El 14 de mayo de 1948, víspera de la finalización del mandato británico en Palestina, se produjo la proclamación del Estado de Israel, que fue inmediatamente rechazado por los países árabes vecinos, Transjordania, Líbano, Siria y Egipto, y reconocido, casi con la misma prontitud, por Estados Unidos y la Unión Soviética. Dio comienzo así la que se conocería como Primera Guerra árabe-israelí, en la que un improvisado ejército hebreo, que carecía de aviación y de material pesado, se enfrentó a las tropas árabes lanzadas contra él desde todos los frentes. Al cabo de diez días de lucha encarnizada, el 25 de mayo se produjo una primera estabilización de las líneas. Este hecho significaba ya una importante victoria del nuevo Estado judío, cuya capacidad de supervivencia había quedado demostrada en condiciones extremadamente difíciles. En julio, el ejército israelí pasaba al contraataque. Su avance fue detenido a duras penas por la mediación de Naciones Unidas, si bien una segunda ofensiva lanzada en el mes de octubre ponía ya claramente en ventaja a los judíos.

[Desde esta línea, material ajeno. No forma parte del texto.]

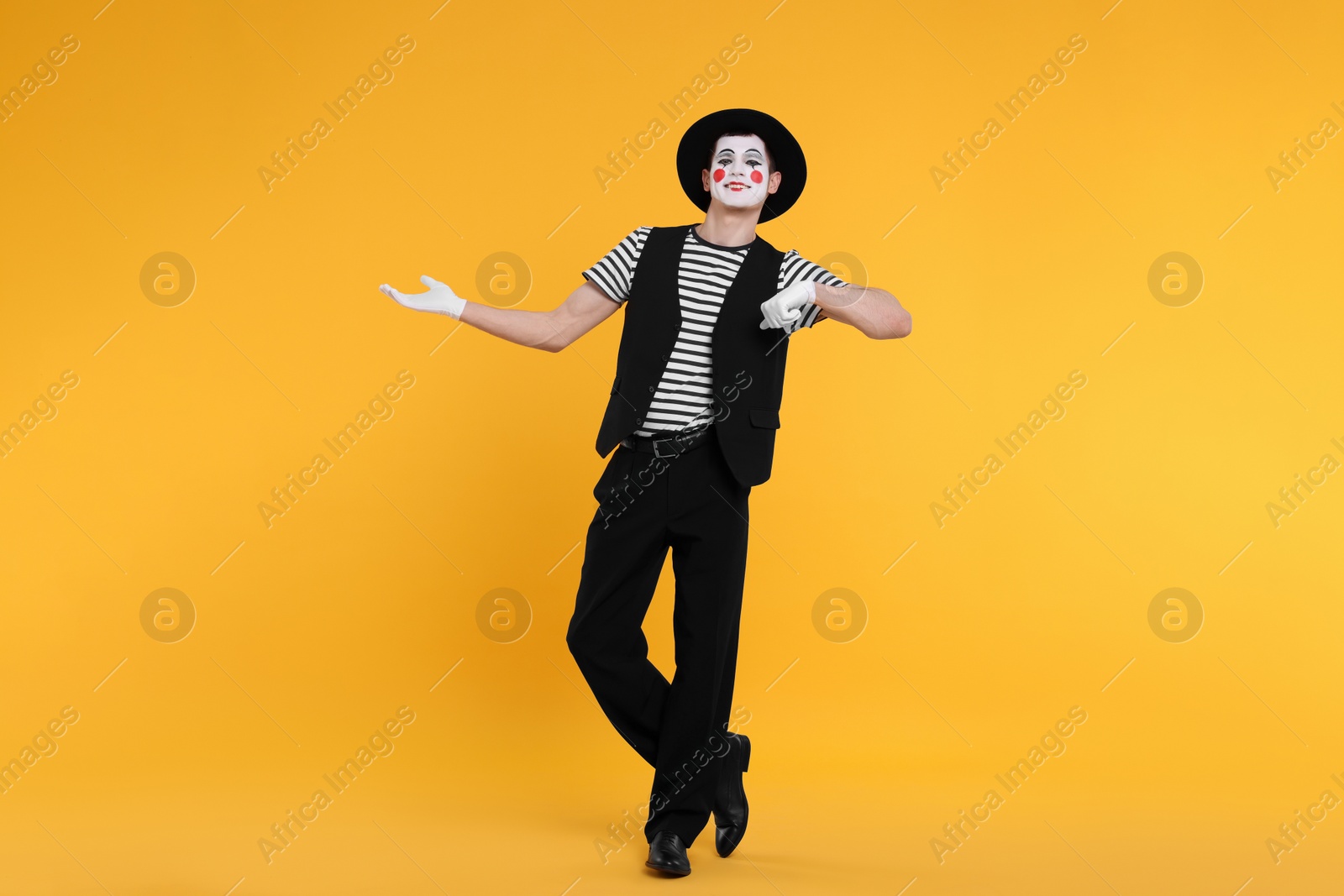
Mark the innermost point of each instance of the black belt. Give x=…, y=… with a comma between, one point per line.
x=669, y=445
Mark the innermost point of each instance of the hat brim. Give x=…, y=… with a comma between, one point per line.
x=692, y=156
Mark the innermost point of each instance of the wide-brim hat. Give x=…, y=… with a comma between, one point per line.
x=692, y=156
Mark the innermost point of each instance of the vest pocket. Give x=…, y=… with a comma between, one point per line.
x=765, y=417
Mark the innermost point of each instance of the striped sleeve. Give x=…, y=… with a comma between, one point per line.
x=797, y=269
x=615, y=271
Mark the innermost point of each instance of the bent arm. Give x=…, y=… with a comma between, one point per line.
x=550, y=331
x=874, y=312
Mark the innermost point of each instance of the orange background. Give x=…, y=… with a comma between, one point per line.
x=1032, y=600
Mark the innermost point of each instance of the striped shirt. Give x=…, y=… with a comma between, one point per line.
x=685, y=392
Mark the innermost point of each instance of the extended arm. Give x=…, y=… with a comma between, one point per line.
x=871, y=311
x=874, y=312
x=550, y=331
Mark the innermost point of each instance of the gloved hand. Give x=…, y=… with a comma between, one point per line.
x=440, y=298
x=784, y=308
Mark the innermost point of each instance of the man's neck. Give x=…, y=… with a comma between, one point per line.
x=726, y=226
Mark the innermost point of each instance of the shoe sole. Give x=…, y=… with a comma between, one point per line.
x=675, y=872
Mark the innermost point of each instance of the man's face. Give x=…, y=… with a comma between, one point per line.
x=737, y=176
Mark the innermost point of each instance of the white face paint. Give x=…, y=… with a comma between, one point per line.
x=738, y=175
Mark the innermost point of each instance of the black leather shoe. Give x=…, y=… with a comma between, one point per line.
x=730, y=801
x=667, y=853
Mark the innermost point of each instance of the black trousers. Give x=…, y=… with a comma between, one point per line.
x=694, y=506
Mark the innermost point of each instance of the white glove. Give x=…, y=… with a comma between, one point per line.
x=440, y=298
x=785, y=307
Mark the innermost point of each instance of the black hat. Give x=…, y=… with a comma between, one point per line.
x=692, y=156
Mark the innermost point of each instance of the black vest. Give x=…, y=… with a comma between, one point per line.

Con los sucesivos armisticios firmados a principios de 1949 entre estos últimos y los Estados árabes, la guerra fue perdiendo intensidad, aunque hasta finales de 1949 no se alcanzó un alto el fuego definitivo. Para entonces, Israel había conseguido ampliar espectacularmente de 14 100 a 20 700 km2 la superficie que le había otorgado Naciones Unidas en su resolución de 1947. La victoria judía no hizo más que agravar, sin embargo, el problema de los refugiados palestinos, caldo de cultivo de futuros conflictos armados. Mientras tanto, Israel se consolidaba como Estado soberano, dentro y fuera de sus fronteras fue admitido en la ONU en 1949, y ponía en marcha un modelo político, económico y social relativamente original, en el que se entremezclaban los rasgos más retrógrados y teocráticos del judaísmo religioso con una democracia parlamentaria de corte occidental y una suerte de socialismo de guerra incorporado con notable éxito a la vida económica y a la organización social del país. El fracaso de los Estados árabes en la guerra de 1948 provocó a su vez un clima de grave inestabilidad política en estos países. La posterior implicación de las dos superpotencias, tomando partido por uno u otro bando, acabaría de dar al conflicto de Oriente Medio el carácter crónico y la dimensión planetario que ha tenido desde entonces, incluso después del final de la Guerra Fría.